Colorado's Proposition 106 is different from other such propositions in other states in that it would legalize the preparation and sale of a death cocktail to a person by a government licensed distributor of pharmaceuticals but it does not authorize a government licensed medical doctor to administer the concoction. In fact, it specifically states that the death cocktail must be self administered. You can only imagine the host of legal issues that will come up once the proposition passes. What is to be done when the patient is incapable of self administration? When someone else pushes the plug or gives the person the pill will he be guilty of murder? It will certainly be interesting to see how many taxpayer dollars are squandered adjudicating all of the legal questions associated with Proposition 106.
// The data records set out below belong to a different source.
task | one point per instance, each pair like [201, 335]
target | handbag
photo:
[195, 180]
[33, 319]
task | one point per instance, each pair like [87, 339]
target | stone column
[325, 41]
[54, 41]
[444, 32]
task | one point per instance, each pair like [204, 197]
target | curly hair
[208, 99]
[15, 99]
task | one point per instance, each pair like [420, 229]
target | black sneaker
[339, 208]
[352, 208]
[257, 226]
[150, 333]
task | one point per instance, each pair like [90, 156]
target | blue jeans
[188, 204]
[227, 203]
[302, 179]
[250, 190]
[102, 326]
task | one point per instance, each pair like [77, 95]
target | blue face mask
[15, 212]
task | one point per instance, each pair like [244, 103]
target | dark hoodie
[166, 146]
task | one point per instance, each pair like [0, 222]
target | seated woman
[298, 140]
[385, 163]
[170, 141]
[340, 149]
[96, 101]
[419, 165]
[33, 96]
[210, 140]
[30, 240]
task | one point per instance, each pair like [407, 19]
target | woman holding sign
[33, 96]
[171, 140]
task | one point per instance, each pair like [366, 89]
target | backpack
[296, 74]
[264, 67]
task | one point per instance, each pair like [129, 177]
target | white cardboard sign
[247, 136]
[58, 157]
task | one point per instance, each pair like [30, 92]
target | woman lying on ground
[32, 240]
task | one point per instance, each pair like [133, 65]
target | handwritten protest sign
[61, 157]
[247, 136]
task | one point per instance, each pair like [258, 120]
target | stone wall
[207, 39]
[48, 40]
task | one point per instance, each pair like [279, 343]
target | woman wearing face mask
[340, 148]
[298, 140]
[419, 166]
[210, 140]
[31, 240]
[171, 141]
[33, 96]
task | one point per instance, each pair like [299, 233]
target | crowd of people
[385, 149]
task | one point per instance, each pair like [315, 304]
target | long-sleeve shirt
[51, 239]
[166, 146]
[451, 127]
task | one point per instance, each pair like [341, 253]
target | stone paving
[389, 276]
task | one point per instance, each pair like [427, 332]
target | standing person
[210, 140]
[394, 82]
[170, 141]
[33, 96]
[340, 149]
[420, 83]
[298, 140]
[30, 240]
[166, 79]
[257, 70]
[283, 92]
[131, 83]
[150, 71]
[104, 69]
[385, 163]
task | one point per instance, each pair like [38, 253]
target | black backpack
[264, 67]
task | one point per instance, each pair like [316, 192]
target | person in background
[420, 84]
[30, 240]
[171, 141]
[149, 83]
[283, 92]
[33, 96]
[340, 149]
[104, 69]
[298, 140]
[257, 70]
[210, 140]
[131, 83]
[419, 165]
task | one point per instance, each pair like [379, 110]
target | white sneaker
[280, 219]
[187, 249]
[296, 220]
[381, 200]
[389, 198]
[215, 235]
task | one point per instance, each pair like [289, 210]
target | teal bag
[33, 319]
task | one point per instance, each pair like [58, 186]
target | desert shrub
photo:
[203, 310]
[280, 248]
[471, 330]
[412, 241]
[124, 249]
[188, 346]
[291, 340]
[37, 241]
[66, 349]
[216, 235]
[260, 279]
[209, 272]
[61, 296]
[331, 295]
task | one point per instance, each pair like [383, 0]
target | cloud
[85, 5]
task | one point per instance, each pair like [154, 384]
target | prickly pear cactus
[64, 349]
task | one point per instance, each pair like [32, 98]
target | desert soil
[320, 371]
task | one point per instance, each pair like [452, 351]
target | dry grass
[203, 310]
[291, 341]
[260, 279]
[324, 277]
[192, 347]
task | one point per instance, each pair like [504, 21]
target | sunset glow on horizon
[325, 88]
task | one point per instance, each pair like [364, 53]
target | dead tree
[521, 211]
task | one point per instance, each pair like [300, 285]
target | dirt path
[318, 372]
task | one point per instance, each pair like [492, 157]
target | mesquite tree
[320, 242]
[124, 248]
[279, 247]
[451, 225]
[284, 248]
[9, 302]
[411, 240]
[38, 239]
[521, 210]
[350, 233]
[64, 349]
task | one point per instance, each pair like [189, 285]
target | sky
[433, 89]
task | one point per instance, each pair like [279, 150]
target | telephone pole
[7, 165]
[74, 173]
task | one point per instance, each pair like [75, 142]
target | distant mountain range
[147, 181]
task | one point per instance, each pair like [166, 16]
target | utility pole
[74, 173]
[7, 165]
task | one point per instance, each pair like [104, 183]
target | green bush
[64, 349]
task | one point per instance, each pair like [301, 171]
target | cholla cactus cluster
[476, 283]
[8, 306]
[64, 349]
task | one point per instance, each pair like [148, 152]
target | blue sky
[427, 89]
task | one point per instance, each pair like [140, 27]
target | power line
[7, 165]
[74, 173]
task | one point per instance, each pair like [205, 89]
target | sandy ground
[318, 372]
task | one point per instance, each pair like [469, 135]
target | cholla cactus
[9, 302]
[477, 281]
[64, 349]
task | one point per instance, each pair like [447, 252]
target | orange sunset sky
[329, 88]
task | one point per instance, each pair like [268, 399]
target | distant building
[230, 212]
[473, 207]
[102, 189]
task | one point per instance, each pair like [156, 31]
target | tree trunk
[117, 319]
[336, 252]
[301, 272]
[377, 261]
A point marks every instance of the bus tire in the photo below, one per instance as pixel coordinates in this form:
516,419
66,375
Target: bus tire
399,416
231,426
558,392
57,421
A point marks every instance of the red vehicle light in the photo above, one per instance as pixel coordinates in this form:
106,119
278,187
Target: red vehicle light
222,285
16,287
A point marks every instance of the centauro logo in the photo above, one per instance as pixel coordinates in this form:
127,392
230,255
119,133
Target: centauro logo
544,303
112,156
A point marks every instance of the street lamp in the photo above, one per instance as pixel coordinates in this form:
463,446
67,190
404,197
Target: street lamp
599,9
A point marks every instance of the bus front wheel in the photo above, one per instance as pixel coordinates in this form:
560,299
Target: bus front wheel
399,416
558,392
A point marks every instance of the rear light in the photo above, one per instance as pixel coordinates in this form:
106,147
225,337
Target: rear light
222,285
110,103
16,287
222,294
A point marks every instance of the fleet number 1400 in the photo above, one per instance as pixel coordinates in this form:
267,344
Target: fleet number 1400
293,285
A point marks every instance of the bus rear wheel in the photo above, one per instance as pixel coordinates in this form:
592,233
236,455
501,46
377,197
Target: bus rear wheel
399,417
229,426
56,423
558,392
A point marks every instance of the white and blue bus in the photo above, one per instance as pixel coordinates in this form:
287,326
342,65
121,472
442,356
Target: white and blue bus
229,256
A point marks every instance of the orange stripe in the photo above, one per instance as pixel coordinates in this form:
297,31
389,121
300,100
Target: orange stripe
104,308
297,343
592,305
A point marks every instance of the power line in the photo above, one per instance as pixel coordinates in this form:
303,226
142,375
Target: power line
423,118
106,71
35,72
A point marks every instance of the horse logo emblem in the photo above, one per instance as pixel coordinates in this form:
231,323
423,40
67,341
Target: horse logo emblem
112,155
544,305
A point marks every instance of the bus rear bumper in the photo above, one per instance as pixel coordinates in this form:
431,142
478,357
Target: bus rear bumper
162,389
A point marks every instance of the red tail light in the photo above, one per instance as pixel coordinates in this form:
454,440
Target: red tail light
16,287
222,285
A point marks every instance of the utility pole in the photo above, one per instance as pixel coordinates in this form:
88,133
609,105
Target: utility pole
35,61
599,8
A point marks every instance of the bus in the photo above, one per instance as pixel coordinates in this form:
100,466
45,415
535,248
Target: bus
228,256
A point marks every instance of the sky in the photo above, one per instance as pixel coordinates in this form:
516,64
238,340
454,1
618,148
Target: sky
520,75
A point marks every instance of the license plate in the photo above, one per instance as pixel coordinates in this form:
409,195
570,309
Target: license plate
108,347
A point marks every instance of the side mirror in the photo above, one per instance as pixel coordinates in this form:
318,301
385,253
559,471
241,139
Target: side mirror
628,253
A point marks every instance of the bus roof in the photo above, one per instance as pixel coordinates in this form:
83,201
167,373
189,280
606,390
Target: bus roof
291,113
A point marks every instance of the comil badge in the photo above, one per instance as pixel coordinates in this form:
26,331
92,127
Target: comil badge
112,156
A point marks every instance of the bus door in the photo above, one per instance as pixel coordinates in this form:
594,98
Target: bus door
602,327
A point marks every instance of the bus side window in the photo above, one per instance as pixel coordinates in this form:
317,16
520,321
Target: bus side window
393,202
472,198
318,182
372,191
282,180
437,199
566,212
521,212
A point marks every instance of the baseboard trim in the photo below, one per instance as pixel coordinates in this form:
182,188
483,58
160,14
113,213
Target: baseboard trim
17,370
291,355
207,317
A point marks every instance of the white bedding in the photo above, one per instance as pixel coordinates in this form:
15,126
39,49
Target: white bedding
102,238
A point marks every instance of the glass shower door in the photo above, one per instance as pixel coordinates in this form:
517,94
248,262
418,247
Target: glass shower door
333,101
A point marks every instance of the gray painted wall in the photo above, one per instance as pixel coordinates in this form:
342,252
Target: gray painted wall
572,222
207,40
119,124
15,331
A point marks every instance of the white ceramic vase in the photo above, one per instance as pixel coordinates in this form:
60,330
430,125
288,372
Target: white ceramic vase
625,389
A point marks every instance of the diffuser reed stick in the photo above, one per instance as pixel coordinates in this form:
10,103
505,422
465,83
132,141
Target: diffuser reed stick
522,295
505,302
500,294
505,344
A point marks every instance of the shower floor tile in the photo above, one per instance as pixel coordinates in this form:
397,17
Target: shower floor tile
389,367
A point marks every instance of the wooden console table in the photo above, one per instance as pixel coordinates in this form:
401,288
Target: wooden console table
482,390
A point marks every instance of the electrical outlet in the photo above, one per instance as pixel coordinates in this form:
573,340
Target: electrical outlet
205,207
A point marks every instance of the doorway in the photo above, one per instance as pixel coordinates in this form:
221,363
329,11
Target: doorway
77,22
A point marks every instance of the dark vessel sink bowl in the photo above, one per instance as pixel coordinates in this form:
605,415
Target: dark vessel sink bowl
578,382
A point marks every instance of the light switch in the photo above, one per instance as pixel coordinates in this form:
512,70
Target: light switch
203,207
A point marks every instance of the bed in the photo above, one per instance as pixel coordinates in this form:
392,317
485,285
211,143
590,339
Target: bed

I will not be voting on Proposition 106 because I do not have the God ordained authority to create law and, make no mistake, Proposition 106 is creating a new law. Biblical law is sufficient for me but I know the State will never adopt any principles of biblical law. God's opinion on suicide is clear. Those who commit suicide sin but cannot be punished by the civil authorities for that sin. Those who attempt to commit suicide but fail should be executed. Those who assist others in suicide, either successful or attempted, are accessories to murder and should be executed as well. But when a person wants to kill himself and he has free and unfettered access to the drugs that will allow him to do so there is nothing to be done when he succeeds. As such no law should be needed. The only reason Proposition 106 is being brought to the voters is because the State has previously engaged in the immoral action of criminalizing certain drugs. The proponents for Proposition 106 would be better served bringing a ballot initiative to decriminalize all drugs. That, however, will never happen because they are worshipers of civil government. They want the approval of their god to go about killing themselves. And that is ultimately what Proposition 106 is all about.
Attention Regular Readers: I am off to Arkansas to scamper about in the Ozarks for a couple of days. I will be back on Monday, October 10th.